Divine Inspiration (That’s Ten Years Late)

Here’s some bullshit …

Unoriginal bastards at the management or executive level.

You know exactly what I’m talking about; you’re down there, in cubicle hell, doing your thing and trying desperately to keep your head above water with the horseshit projects that come your way. And just then, when it comes time for management to review your work or offer input or even launch some bullshit new initiative, they reveal an “incredible” piece of “inspiration” that they’ve had (which conveniently winds up fucking all the work you had already done on something or all the work that was already planned for the rest of the year).

And where did this incredible light bulb moment come from? Did your fearless leader suddenly recall some arcane piece of information from their many years of experience and advanced education? Did the combination of responsibilities and coffee result in some groundbreaking revelation? Were the stars aligned just right such that your manager or vice president of blahblahblah or associate director of happy fuck-all came up with an incredibly refreshing and revolutionary idea that would radically reshape the organization and possibly bring about world peace???

Nooooooo. Of course none of that fucking shit happened. These people don’t have a single goddamned idea of their own. They’ve never had a new or different thought in the history of human existence. Not one.

Instead, what you wind up with is some self-appointed and overpaid asshat constantly moving the goalposts because they don’t know anything or have any principles/concepts/ideas that they came to all by themselves. Instead, they just regurgitate whatever bullshit podcast or book they recently encountered when they finally had seven minutes not being spent in another useless meeting of bloviating fuckwits.

And what happens as a result of this “incredible” discovery? You get bent over sideways and have your work thrown down the fucking garbage disposal, requiring more time and effort and ulcer-inducing horseshit that is absolutely unnecessary and completely above your fucking pay grade.

Then, like a fucking squirrel with ADHD, they’re off chasing the next thing three days later even after you’ve busted your dick doing all the work they dropped on you with their first bullshit “discovery.”

That’s right – whatever teabagging horsecrap they found and completely fucked your workweek with will be shortly forgotten or ignored or glossed over in favor of the next banal podcast they stumbled across while flying first class on the company dime, or whatever fucking New York Times bestseller from 8 years ago that they finally got around to reading the Cliff’s Notes of (because of course they wouldn’t have the goddamn attention span or vocabulary to actually read the whole fucking thing).

Jeezus Kreist on a crotch rocket. You’re down in the trenches, having spent tens (or hundreds) of thousands of dollars to get training on a specific set of skills (and a general set of knowledge), busting your boobs day in and day out to utilize those skills (for a bi-weekly paycheck that is wholly insufficient), and here comes some asshole—who was in the right place at the right time and knew the right people—to regurgitate some happy batch of horseshit (which they fell into accidentally after it was already well out of the zeitgeist), and completely fuck up your day/week/month/year.

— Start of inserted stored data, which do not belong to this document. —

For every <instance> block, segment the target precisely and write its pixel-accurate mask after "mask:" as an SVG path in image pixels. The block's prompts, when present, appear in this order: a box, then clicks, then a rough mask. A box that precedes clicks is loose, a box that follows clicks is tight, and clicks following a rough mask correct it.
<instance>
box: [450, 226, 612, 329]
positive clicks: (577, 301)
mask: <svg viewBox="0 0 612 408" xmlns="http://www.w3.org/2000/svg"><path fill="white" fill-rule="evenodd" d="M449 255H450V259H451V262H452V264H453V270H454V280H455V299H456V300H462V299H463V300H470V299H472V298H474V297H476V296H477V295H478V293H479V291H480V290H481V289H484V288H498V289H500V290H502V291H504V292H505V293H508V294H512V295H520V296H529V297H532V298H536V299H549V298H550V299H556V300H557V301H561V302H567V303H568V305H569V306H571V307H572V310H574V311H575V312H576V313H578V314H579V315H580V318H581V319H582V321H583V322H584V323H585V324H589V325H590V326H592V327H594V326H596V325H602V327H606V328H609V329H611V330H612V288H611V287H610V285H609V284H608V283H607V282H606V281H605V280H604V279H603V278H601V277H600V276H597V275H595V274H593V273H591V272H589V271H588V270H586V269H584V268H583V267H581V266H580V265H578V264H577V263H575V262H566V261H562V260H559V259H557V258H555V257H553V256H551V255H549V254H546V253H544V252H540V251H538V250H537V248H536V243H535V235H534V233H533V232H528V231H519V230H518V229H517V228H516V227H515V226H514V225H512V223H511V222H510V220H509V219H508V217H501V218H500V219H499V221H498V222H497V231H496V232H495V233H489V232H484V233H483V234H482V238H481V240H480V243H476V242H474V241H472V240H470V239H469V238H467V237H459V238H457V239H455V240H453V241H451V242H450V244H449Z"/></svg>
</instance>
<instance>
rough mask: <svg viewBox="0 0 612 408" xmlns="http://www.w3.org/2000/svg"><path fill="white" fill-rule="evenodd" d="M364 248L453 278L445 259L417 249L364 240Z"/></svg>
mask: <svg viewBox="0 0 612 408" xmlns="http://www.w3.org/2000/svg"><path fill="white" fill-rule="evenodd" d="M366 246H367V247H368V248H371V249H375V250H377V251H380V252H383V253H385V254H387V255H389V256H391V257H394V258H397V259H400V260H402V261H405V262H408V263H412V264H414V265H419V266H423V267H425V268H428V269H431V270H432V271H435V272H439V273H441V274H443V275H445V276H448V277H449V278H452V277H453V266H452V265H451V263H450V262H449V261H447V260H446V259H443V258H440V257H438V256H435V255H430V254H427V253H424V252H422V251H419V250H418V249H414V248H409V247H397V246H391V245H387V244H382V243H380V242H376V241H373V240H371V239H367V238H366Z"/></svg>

Is there really any point to this? Is there really a good reason—other than a half-ass paycheck—for “worker bees” to put up with this kind of pseudo-brilliant executive horseshit?

The short answer is “no.” No, there’s no point; there’s no good reason. There’s nothing at all to keep you from lighting your cubicle on fire and flipping everyone the bird while walking out of the building like Denzel Washington walking away from a badass explosion in an action flick.

This is just the system. This is what we’re dealt, and this is what we get stuck dealing with. How in the fuck do these yutzes wind up in charge, ruining your day and your blood pressure and your stomach lining, while pretending that they have some great and incredible base of knowledge that maybe someday you too can aspire to?

They get there because everything is fucked. The veneration of corporations, the completely unfounded respect and admiration that people have for “startups” and “disruptors” (fucking hell, don’t get me started with that bullshit), the belief that somehow “business” (which is always corrupt and led by assholes and totally inefficient and ineffective) is the answer, the Peter Principle … You name it, all of these craptacular concepts and practices and real-world circumstances are the reason that quasi-dumbasses wind up in charge and ruin the bulk of your working life.

And that, right there, is some hardcore bullshit.